Correio Braziliense
Apontado como o responsável pelo "parecer falho" que fundamentou a decisão da presidente Dilma Rousseff na compra da Refinaria de Pasadena, no Texas, em 2006, quando ela presidia o Conselho de Administração da Petrobras, o ex-diretor da Área Internacional da estatal Nestor Cerveró minimizou ontem a importância das cláusulas put option e marlim, omitidas no resumo. Em cinco horas de depoimento na Comissão de Fiscalização Financeira e Controle da Câmara dos Deputados, Cerveró tentou clarear as sombras acerca da aquisição que causou prejuízos à empresa brasileira.
"As cláusulas não têm representatividade no negócio, não eram importantes do ponto de vista negocial e da valorização do negócio", enfatizou Cerveró, logo na primeira resposta aos deputados. O ex-diretor considerou comuns no mercado econômico a put option e a marlim (cláusulas que obrigam uma das partes a comprar a outra em caso de desacordo entre sócios) e reforçou que estão presentes na maioria dos contratos da estatal. Em seguida, Cerveró confirmou que os dois itens não constavam no resumo executivo de uma página e meia enviado ao Conselho de Administração da Petrobras, em 2006.
O depoimento do ex-diretor — que segue a mesma linha das explicações prestadas pelo ex-presidente da Petrobras José Sergio Gabrielli na Casa — contradiz o posicionamento da presidente Dilma Rousseff. Ao jornal Estado de S.Paulo, Dilma reconheceu ter se baseado em "resumo técnico e juridicamente falho, pois omitia qualquer referência às cláusulas marlim e put option que integravam o contrato e que, se conhecidas, seguramente não seriam aprovadas pelo conselho", disse, em março, por meio de nota.
Cerveró rebateu a declaração e disse que encaminhou ao conselho toda a "documentação necessária" para embasar a compra da refinaria. Nessa documentação, estariam incluídas as duas cláusulas contratuais. Ele disse não se lembrar, porém, se ela chegou a tomar conhecimento dos pontos. "É praxe que toda documentação seja encaminhada ao conselho, mas isso cabe à diretoria, não a mim." Dez dias depois da resposta de Dilma, Cerveró foi demitido da direção da BR Distribuidora.
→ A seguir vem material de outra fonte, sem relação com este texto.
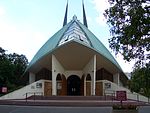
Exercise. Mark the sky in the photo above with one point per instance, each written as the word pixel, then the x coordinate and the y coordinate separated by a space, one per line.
pixel 25 25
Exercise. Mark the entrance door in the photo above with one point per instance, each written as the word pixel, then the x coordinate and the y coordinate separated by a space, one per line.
pixel 73 85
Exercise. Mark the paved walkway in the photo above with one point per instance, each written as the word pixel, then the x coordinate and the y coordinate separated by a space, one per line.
pixel 47 109
pixel 38 109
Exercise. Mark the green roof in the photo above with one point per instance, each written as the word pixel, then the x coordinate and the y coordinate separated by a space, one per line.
pixel 93 42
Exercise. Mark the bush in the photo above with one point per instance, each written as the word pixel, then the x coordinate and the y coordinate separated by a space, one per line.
pixel 127 107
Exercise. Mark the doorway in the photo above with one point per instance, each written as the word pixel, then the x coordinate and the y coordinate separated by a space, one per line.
pixel 73 85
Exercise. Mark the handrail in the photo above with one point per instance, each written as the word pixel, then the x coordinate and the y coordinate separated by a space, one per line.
pixel 34 94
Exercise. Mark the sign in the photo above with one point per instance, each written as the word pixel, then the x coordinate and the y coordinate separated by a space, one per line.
pixel 121 95
pixel 4 89
pixel 107 85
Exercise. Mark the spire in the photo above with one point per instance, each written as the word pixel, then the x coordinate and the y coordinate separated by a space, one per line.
pixel 65 17
pixel 84 15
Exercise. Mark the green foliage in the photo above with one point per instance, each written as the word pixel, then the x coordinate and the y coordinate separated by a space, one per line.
pixel 129 22
pixel 12 66
pixel 140 80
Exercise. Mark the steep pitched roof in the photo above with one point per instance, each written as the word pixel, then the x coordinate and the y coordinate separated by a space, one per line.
pixel 73 31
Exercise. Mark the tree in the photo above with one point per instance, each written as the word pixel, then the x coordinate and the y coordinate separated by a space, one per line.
pixel 129 22
pixel 12 66
pixel 140 80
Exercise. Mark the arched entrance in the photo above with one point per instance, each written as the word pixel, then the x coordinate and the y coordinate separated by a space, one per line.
pixel 73 85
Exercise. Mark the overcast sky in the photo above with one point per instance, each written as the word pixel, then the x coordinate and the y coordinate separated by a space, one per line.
pixel 25 25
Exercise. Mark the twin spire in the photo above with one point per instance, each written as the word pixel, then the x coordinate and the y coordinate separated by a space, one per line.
pixel 84 15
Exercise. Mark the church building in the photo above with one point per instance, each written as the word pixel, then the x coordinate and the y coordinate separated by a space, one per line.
pixel 73 62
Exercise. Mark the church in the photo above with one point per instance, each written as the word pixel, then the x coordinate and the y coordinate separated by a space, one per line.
pixel 73 62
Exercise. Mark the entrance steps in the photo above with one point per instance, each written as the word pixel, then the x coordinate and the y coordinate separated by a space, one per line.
pixel 68 101
pixel 81 98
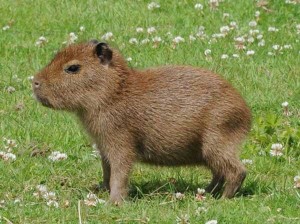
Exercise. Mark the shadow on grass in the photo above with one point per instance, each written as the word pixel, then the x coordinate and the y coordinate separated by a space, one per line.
pixel 160 187
pixel 139 190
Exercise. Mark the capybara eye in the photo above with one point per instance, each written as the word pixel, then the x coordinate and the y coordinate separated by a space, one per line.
pixel 72 69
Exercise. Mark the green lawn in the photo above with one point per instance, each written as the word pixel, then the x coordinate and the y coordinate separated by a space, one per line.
pixel 265 68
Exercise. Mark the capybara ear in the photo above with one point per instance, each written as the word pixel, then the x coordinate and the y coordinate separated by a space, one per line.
pixel 104 53
pixel 94 41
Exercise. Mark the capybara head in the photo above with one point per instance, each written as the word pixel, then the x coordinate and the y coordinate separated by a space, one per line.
pixel 77 75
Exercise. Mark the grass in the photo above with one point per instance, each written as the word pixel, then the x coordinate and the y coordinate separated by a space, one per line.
pixel 268 194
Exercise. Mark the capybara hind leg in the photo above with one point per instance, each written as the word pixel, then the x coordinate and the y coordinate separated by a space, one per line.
pixel 234 180
pixel 106 174
pixel 216 184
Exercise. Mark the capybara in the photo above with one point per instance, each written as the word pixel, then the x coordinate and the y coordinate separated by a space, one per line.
pixel 169 116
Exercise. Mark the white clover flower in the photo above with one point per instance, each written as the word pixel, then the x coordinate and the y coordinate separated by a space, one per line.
pixel 107 36
pixel 276 47
pixel 252 23
pixel 93 200
pixel 298 28
pixel 247 161
pixel 297 182
pixel 199 6
pixel 250 40
pixel 201 28
pixel 224 56
pixel 153 5
pixel 179 196
pixel 17 200
pixel 11 89
pixel 49 196
pixel 42 188
pixel 233 25
pixel 82 28
pixel 253 32
pixel 52 203
pixel 10 143
pixel 156 39
pixel 151 30
pixel 261 43
pixel 7 156
pixel 239 39
pixel 41 41
pixel 72 37
pixel 139 30
pixel 212 222
pixel 273 29
pixel 183 219
pixel 225 15
pixel 287 46
pixel 5 27
pixel 276 150
pixel 207 52
pixel 30 78
pixel 56 156
pixel 200 191
pixel 250 52
pixel 218 35
pixel 145 41
pixel 292 2
pixel 200 210
pixel 192 38
pixel 214 3
pixel 224 29
pixel 133 41
pixel 259 36
pixel 200 194
pixel 2 204
pixel 178 39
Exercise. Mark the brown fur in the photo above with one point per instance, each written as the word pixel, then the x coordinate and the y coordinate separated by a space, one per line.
pixel 173 115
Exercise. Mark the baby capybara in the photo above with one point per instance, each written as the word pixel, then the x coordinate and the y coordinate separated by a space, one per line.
pixel 172 115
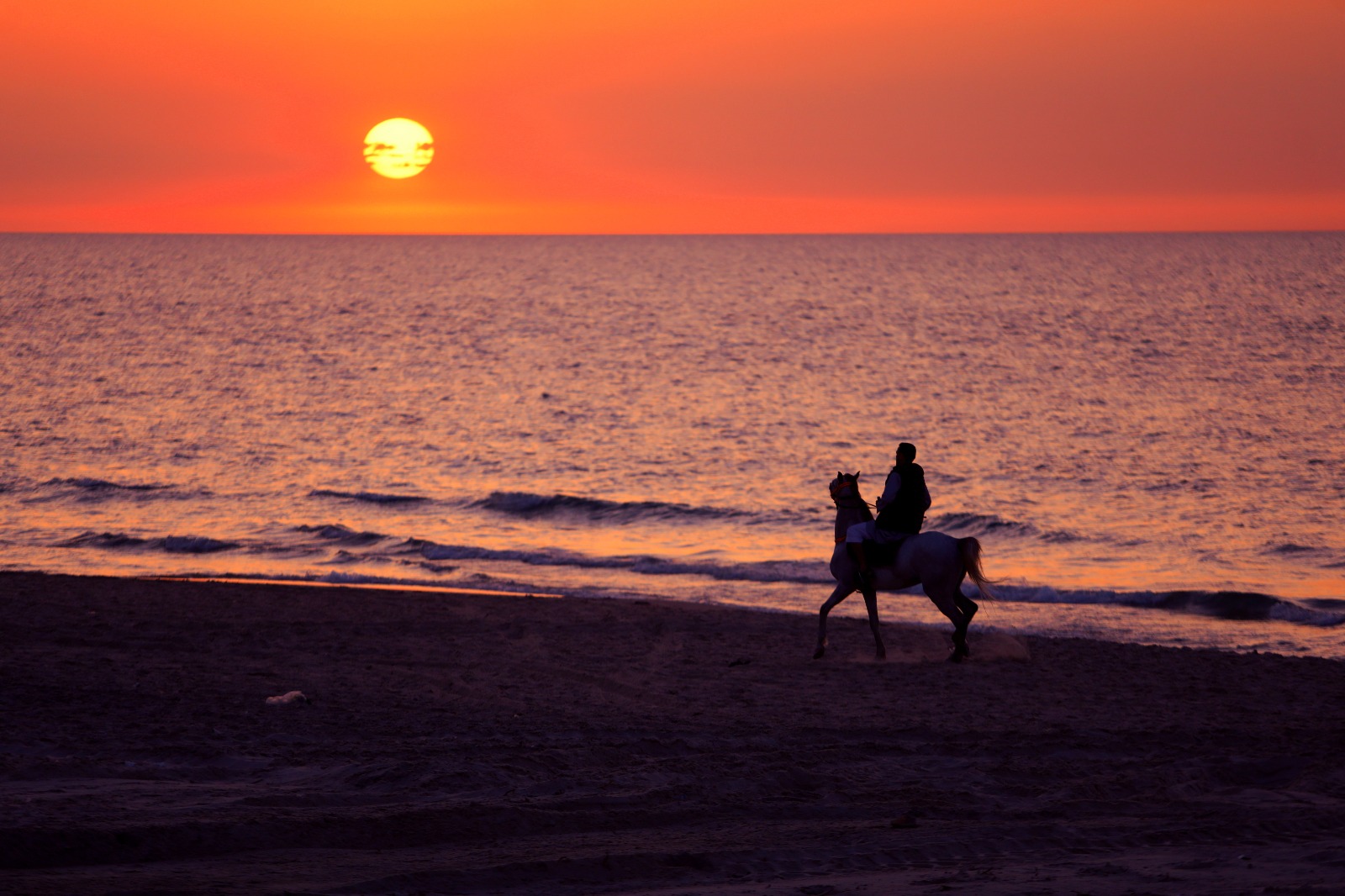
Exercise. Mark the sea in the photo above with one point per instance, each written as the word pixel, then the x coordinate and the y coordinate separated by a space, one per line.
pixel 1145 432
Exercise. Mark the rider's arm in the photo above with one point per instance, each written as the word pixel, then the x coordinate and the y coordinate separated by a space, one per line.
pixel 889 490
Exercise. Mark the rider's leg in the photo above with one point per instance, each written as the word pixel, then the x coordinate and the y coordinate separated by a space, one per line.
pixel 854 539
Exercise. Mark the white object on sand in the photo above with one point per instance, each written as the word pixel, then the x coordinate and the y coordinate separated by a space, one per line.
pixel 284 700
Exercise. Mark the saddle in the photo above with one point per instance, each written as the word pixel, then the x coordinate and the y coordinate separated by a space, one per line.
pixel 883 553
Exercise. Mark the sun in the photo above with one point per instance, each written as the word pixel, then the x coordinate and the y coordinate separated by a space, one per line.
pixel 398 148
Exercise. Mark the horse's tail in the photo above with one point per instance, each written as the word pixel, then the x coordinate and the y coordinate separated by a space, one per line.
pixel 968 549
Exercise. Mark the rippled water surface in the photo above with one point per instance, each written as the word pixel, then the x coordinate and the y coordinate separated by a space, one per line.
pixel 1116 417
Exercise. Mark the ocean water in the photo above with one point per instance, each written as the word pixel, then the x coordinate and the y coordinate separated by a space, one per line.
pixel 1145 430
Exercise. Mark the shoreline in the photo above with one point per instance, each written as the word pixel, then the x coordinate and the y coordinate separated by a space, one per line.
pixel 463 744
pixel 1232 622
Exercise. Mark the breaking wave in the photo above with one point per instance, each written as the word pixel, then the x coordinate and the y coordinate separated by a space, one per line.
pixel 170 544
pixel 370 497
pixel 979 525
pixel 521 503
pixel 334 544
pixel 104 485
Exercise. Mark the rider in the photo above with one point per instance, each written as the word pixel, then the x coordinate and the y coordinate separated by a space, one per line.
pixel 900 509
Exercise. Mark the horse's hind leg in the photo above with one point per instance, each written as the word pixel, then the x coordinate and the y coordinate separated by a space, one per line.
pixel 871 602
pixel 841 593
pixel 968 609
pixel 954 604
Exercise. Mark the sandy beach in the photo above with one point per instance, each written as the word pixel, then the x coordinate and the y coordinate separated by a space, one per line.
pixel 488 744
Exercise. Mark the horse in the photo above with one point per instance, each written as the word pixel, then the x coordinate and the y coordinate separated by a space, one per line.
pixel 931 559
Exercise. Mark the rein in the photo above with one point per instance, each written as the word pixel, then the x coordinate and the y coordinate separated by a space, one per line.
pixel 853 501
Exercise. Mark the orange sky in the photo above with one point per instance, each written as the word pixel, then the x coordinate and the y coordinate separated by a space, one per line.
pixel 651 116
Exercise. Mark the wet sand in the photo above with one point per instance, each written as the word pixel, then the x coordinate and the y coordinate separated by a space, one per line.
pixel 490 744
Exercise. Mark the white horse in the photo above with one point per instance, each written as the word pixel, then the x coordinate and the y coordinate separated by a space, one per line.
pixel 931 559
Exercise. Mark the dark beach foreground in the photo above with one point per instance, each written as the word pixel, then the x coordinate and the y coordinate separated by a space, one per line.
pixel 486 744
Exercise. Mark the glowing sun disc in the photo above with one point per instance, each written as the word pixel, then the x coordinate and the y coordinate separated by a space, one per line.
pixel 398 148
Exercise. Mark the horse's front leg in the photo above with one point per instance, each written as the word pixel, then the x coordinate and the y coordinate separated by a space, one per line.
pixel 837 596
pixel 871 602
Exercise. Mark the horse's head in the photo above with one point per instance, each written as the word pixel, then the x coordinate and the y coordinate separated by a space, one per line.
pixel 845 486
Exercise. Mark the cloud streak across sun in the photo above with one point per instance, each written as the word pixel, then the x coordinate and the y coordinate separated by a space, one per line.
pixel 656 118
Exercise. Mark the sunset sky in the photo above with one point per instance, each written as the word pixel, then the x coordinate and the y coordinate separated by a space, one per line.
pixel 679 116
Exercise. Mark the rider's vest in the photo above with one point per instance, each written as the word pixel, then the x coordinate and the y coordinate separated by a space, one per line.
pixel 905 512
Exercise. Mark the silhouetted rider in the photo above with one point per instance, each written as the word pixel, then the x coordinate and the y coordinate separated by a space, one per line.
pixel 900 508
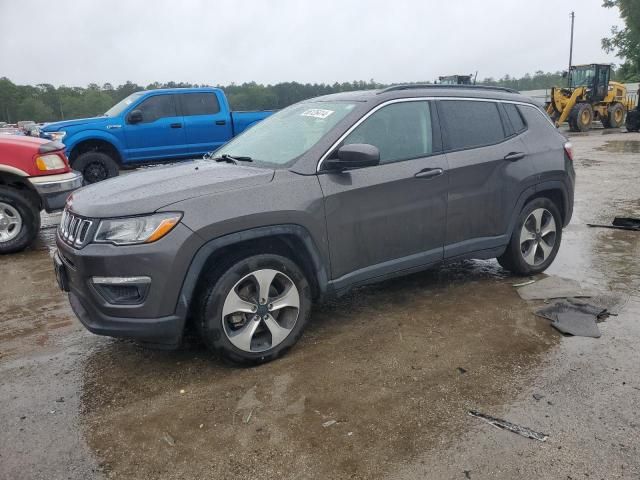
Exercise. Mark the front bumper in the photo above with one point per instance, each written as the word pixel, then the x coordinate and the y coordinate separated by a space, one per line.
pixel 54 189
pixel 159 317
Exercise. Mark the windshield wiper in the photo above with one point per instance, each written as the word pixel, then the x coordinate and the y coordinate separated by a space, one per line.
pixel 232 158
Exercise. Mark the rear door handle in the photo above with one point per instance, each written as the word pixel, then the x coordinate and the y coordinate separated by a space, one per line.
pixel 429 173
pixel 514 156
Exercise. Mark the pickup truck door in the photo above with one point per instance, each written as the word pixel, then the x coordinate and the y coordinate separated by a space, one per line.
pixel 207 125
pixel 160 133
pixel 392 216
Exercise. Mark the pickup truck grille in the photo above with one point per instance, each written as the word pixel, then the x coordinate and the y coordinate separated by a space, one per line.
pixel 74 230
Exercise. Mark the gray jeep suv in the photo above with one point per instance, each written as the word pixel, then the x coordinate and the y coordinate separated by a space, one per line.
pixel 325 195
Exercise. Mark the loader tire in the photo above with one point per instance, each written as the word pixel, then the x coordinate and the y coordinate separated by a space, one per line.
pixel 581 117
pixel 615 116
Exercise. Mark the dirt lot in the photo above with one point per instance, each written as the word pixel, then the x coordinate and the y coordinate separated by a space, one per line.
pixel 397 366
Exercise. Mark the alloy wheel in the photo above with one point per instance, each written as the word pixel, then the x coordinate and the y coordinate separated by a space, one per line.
pixel 261 310
pixel 538 236
pixel 10 222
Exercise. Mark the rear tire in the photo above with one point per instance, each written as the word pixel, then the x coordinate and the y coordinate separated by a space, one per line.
pixel 96 166
pixel 581 117
pixel 19 220
pixel 243 324
pixel 535 240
"De forma nenhuma (eu enganei Dilma). Apresentei um trabalho desenvolvido ao longo de mais de um ano para essa refinaria. Não houve nenhuma intenção de enganar ninguém. Não há nenhum sentido de enganar a ninguém. A posição (sobre a compra) não é só minha, é da diretoria, e o conselho aprovou esse projeto. Não existem decisões individuais nem na diretoria nem no conselho. Foi tudo baseado em uma série de consultorias e trabalhos técnicos ao longo de mais de um ano", disse Cerveró no depoimento.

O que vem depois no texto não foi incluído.